互いに素直に愛を降り注げない不器用さがもどかしくもあり、それが男の魅力なんだよと思ってみたり(゚▽゚*)

ここは本当に不思議なタイミングで拝見することが多いです。
まあ、スカイフィッシュ・ワルツの時が父危篤だったので、その後の8月公演のたびに、命日が近づき、父のことを思い出すタイミングということなんでしょうが。
こういった素敵な作品と共に、色々と見つめ直してみるのも、私にとっては大切な時間です。
今回はせっかく時期がズレたのに、母の件は、想定外でしたが。

ちなみにteruさんも、乳がん検診はなるべく定期的に受けてくださいね。
私は癌の研究をしており、色々と最新の治療を普及させようと頑張っているつもりですが、そんなものよりも、まずは早期発見です。これに勝る治療法は無いです。

次回公演も楽しみにしております。
今度は何が起こるかなあ~(゚ー゚;

投稿: SAISEI | 2013年11月 5日 (火) 21時32分

SAISEIさん
ありがとうございます。
婦人科の癌検診、定期的に受けています。
SAEISEIさん、うわわ。
そのような医療研究のお仕事をされていたんですね。
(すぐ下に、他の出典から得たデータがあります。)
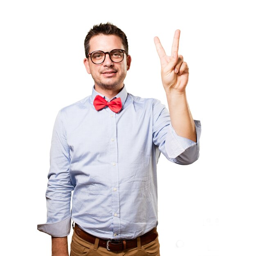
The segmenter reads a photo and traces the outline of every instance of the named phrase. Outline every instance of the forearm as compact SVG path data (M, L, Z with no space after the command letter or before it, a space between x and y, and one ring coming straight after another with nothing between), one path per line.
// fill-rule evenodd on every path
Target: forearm
M166 93L172 126L179 136L196 142L194 120L189 110L186 92L172 90Z
M68 256L67 237L52 237L52 256Z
凄い・・・。

次回は何も起こりませんように・・(>▼<)

投稿: teru | 2013年11月 7日 (木) 00時08分

>teruさん

よかったです。

そうなんです。
普通のサラリーマンとちょっと違って、あまり時間拘束が無いので、観劇もしやすいのです。
その代わり、夜中仕事とかもけっこう多いんですけどね。
再生医療関係の仕事なんで、ハネモノとかの臓器移植テーマは入り込みやすかったです。

疲れをとって、またご活躍ください。
また、お会いできるのを楽しみにしています。